Just off the Ocean City tourist strip the wind falters and we are becalmed.  A school of dolphin swims near us.  A large powerful boat heads our way, a dolphin watching boat with just a few off-season tourists aboard.  They curve around Spartina and we roll in their wake.  They want to see our school of dolphin.

Bothered by the rumbling engines the dolphin leave and the boat gives chase, and then the wind returns.  This new wind, lighter than what we had before, is now out of the west.  It carries us south along beach with a classic old the boardwalk.


As Bruce photographs the ferris wheel at the old amusement park we realize that the park marks the end of the beach, the jetty to Ocean City inlet is right next to it.  It is not yet 1 p.m., we are here hours earlier than I had imaged.  I briefly consider trying to sail through the inlet, but realize with a west wind it is probably not a good idea.  We drop the sails and start the outboard.  Passing a channel marker we turn in towards the inlet and Spartina begin to slide backwards.  I throttle up the outboard, we still slip away from the inlet.  Throttling up even more and the best we can do is hold Spartina's position in the outgoing tidal current.  Thinking back to the tides I realize I had planned on riding a flood tide into through the inlet, but that plan was based on reaching Ocean City at 3:00 or 4:00 in the afternoon.  We'll have to wait.
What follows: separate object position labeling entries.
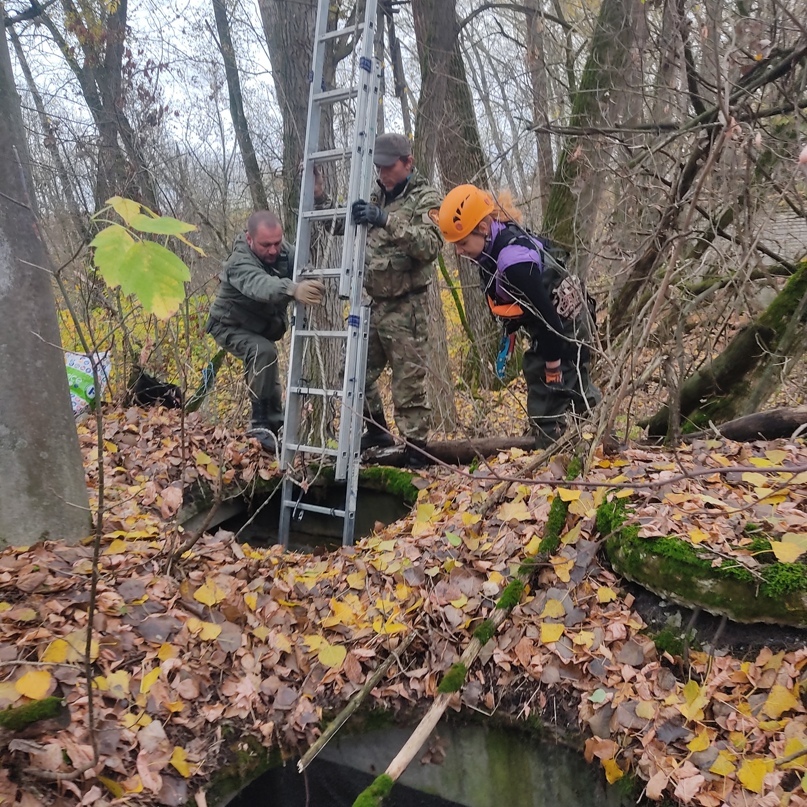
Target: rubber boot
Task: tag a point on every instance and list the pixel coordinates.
(259, 427)
(376, 435)
(414, 458)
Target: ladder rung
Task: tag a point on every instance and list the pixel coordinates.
(334, 334)
(341, 32)
(331, 452)
(328, 393)
(329, 155)
(325, 214)
(315, 508)
(333, 96)
(329, 271)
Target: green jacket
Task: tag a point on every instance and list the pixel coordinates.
(254, 295)
(399, 256)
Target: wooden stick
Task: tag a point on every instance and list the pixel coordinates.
(352, 705)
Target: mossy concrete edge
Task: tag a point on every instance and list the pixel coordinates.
(676, 570)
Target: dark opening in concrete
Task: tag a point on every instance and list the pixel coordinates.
(255, 521)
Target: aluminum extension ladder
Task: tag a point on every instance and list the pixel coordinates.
(364, 99)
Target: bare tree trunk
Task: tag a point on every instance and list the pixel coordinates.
(251, 167)
(122, 166)
(289, 31)
(42, 489)
(447, 133)
(572, 204)
(77, 216)
(536, 64)
(728, 386)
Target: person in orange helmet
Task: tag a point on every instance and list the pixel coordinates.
(528, 288)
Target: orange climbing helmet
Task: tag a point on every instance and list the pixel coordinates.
(462, 210)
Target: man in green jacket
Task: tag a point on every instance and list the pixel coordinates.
(249, 314)
(403, 240)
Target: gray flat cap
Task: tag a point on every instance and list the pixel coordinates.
(389, 148)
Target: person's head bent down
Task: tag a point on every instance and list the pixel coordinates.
(393, 159)
(264, 235)
(465, 219)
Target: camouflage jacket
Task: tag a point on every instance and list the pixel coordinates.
(254, 295)
(399, 256)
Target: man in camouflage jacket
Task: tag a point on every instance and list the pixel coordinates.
(249, 314)
(402, 243)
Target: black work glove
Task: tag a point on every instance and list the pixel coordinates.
(368, 213)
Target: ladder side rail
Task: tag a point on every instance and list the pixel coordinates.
(352, 480)
(352, 404)
(292, 416)
(363, 141)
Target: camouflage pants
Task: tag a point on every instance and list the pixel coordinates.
(398, 336)
(259, 355)
(547, 405)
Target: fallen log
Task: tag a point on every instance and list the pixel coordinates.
(452, 452)
(770, 425)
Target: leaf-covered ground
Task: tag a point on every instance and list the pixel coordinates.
(233, 639)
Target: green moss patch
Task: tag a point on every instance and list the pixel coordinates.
(679, 571)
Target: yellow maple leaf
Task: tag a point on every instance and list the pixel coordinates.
(179, 759)
(117, 547)
(133, 784)
(695, 700)
(551, 631)
(724, 764)
(583, 506)
(563, 567)
(613, 773)
(646, 710)
(167, 651)
(697, 535)
(388, 627)
(516, 510)
(553, 609)
(56, 652)
(115, 788)
(209, 593)
(532, 547)
(356, 580)
(700, 742)
(210, 631)
(755, 480)
(133, 721)
(148, 681)
(77, 640)
(8, 693)
(584, 638)
(780, 700)
(605, 594)
(752, 773)
(738, 740)
(331, 655)
(34, 684)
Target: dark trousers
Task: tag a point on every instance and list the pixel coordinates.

We motor across the current, round the south jetty and drop anchor in 10 feet of calm water.  I settle back in the aft cockpit and close my eyes for a moment.

"Steve....Steve.....Steve"I hear my name being called but can't figure out who is shouting.  I realize it it Bruce and then, with a start, remember we are on a boat near a jetty.  I jump up and look around.  Spartina is fine.  Bruce was shouting just to wake me from a deep, deep sleep.  "It's been an hour and a half" Bruce says, the tide should be slack.

Bruce is right with the time and tide, but the tide isn't on schedule.  We motor back into the inlet and I'm surprised at how fast the water is running out.  I throttle up and we make some forward progress.  I throttle up more, watching the people standing on the jetty and marking the forward progress  by matching them against the ferris wheel in the background.  I glance down at the gps to see we are making less than a knot when, with the outboard running at this speed, we should have been making four or more knots.  The currents, an hour after what should have been low tied, is still running at three knots better.

I watch the gps and see that the farther we get into the inlet, the better our speed.  A knot, then two knots, then close to three.  And we are through the inlet.  We motor into the harbor and to top off our fuel tank.  I ask the woman at the fuel dock about the tide running so late.  "Yeah, it does that sometimes."

We motor to a bait shop where I pick up a couple of bottles of iced tea, then turn south and raise full sail on narrow Sinepuxent Bay.  The mainland is to starboard lined with some upscale homes, Assateague Island with her beautiful wild horses is to port.


The afternoon wind comes and goes, we sail for a while then motor, then sail some more.  It is beautiful and peaceful.  The charts show very shallow water to the east and we cling to the channel markers.  Bruce is looking along shore hoping for a restaurant, but all we see further down the bay are woods and marshes with a couple of campgrounds.  Motor homes fill the campgrounds, the smoke from barbacue grills making us hungry.

In the evening the wind fails and we motor past two more channel markers, turn east towards Assateauge Island and drop the anchor in about six feet of water.

Dinner, then clean up the boat.  We are tired, we are relieved.  We've made it down Delaware Bay, through two inlets and an ocean sail.  Does it get easier from here?

steve

distance traveled             28 nm

moving average                2.9 knots

moving time                     9 hours 38 minutes 

1 comment:

RichC said...

Well I can feel for you when challenging the tides ... we find our schedule often misses the appropriate time to enter or exit an inlet without bucking currents. It can be tense no matter what size sailboat.